The word “technology” was in my title for a large part of my career as a teacher, with the hopes that I would work with colleagues on finding meaningful ways to implement technology within the curriculum. Yet, simply having “technology” in my title meant to many others on my staff that I could and should fix anything that was technology related in the school. Literally. Anything that had electricity was fair game. I hated it.
One day, I was asked to fix something in a classroom and I was busy working with students so I asked some of my tech-savvy students to go and check in and help the teacher that was asking for help. While I was annoyed with the request, to be honest, my students were excited with the opportunity. They went to the teacher’s classroom immediately, helped them out, and came back and asked if they could do that again in the future.
LIGHT BULB MOMENT!
From then on, they became the student tech team and all requests went their way to help teachers with technology issues in the school. I was a last resort if the students were stuck, yet they never asked me for help. It was beautiful.

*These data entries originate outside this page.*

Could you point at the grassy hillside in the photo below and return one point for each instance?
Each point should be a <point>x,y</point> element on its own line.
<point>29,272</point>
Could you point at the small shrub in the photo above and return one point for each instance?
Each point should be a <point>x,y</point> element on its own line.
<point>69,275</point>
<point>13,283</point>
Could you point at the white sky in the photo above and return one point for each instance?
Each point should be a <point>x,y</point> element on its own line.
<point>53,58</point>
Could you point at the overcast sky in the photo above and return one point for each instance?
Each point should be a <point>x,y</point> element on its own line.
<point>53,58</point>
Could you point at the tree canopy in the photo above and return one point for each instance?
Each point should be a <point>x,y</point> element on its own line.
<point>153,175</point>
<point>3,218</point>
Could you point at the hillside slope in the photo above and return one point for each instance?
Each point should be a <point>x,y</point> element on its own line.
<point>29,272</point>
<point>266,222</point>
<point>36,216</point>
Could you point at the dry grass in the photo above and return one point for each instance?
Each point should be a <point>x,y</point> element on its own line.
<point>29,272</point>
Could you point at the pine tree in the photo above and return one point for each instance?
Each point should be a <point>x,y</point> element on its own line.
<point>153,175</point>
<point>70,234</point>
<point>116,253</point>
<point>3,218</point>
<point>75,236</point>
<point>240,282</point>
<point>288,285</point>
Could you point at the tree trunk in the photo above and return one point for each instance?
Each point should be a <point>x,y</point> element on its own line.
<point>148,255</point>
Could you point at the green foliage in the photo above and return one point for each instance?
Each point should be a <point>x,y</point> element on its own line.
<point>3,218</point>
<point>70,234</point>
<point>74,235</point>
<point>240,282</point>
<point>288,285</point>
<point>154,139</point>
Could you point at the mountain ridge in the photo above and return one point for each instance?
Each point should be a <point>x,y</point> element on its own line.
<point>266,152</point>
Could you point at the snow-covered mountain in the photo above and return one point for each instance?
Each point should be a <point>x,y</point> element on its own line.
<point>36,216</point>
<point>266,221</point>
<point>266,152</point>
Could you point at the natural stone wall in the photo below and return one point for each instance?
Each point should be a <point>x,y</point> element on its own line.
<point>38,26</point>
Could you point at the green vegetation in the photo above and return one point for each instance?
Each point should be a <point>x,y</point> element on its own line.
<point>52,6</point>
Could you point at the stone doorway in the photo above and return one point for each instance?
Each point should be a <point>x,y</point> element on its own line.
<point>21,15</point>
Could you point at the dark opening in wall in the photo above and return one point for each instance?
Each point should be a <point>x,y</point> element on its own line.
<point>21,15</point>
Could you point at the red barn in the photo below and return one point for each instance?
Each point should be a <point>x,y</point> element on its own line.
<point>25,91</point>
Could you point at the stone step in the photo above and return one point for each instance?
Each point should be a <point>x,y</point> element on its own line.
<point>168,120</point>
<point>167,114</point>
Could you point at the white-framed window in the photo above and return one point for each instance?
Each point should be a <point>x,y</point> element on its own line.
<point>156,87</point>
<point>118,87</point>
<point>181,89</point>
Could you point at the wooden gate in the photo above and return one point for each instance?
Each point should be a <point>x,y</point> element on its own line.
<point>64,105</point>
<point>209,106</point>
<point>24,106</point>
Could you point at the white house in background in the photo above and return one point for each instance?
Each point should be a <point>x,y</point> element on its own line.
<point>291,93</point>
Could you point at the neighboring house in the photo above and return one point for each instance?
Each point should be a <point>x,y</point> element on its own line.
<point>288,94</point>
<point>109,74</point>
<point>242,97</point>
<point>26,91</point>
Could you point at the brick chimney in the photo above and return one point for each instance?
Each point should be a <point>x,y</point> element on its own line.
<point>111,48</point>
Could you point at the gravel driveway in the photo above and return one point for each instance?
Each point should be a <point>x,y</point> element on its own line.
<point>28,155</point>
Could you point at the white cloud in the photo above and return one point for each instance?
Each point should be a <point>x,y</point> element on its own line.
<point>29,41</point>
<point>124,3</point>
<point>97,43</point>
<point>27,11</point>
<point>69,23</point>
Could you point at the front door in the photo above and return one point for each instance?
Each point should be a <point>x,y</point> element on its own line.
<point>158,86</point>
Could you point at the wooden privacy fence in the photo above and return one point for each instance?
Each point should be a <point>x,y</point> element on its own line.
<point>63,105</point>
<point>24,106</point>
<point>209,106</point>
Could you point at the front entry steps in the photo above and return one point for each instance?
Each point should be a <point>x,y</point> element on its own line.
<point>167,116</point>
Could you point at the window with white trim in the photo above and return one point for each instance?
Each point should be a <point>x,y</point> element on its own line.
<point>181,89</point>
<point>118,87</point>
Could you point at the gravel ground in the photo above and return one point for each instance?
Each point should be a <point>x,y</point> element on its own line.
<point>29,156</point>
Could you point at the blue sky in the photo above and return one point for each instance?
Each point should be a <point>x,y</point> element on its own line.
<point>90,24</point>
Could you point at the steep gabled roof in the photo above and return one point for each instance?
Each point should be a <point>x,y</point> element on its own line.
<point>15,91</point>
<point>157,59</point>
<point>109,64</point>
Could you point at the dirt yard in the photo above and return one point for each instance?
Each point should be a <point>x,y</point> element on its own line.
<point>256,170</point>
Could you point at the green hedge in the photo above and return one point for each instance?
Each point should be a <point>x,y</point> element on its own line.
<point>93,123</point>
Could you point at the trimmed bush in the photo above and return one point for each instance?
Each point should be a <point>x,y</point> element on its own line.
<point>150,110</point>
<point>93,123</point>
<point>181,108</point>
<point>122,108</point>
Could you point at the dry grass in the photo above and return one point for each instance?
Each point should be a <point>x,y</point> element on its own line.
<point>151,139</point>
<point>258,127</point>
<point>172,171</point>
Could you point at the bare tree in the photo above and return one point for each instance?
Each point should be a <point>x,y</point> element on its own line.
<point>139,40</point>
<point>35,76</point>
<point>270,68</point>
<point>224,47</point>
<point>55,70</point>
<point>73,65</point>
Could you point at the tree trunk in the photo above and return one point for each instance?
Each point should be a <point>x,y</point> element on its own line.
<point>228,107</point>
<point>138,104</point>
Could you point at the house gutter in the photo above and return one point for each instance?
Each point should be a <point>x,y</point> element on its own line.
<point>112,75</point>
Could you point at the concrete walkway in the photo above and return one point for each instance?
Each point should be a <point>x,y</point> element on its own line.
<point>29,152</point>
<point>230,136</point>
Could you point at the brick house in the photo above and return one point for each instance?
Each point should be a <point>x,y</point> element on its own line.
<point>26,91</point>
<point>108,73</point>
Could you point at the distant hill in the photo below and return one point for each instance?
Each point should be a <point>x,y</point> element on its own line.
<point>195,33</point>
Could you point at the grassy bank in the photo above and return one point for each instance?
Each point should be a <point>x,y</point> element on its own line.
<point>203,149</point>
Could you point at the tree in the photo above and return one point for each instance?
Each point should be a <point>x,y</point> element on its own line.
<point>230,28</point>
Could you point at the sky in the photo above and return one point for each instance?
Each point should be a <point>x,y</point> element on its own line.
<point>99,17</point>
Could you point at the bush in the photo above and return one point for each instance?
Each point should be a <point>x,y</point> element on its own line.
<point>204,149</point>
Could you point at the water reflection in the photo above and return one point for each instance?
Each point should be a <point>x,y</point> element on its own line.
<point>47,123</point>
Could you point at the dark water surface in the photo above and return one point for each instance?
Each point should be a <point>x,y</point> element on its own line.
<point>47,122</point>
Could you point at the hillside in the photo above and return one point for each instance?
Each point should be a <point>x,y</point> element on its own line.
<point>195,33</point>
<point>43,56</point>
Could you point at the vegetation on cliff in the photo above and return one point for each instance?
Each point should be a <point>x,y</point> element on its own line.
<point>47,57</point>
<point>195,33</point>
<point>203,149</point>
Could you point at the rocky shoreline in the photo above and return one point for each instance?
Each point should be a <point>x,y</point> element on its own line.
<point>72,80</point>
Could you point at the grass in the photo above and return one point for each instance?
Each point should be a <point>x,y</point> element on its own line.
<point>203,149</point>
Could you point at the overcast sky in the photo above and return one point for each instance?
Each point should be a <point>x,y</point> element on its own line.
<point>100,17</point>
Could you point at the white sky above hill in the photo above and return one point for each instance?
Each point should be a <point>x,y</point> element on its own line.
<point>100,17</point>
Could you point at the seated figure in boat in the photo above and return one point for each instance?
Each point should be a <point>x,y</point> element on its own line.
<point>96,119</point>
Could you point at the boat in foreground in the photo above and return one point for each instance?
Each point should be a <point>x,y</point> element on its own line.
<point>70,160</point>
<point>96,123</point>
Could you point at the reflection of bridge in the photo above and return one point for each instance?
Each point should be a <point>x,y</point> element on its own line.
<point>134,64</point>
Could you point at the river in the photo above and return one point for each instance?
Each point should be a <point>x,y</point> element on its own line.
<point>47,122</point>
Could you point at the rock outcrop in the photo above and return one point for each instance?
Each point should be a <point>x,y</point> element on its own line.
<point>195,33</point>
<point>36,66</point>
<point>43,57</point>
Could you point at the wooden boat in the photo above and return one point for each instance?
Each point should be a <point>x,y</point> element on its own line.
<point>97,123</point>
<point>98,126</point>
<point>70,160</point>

So many schools do things similar to this today, and I think it goes beyond taking something off of a teacher’s plate. It is about giving students ownership over the building. Do you remember when students used to pop keys off the keyboard? That ended altogether in our school because students would stop each other because they knew they would have to fix it eventually. Through the process of empowering students in the day-to-day dealings of a school, I unintentionally created a situation where students took more pride in their school because it became “theirs” through the process. They felt valued because they were given ownership over important aspects of the operations of the school.
Making sure that a) students feel that they are valued and needed for school and b) have true ownership, is something that is beneficial to students as individuals and the school community as a whole.
How do you give students ownership over your school community?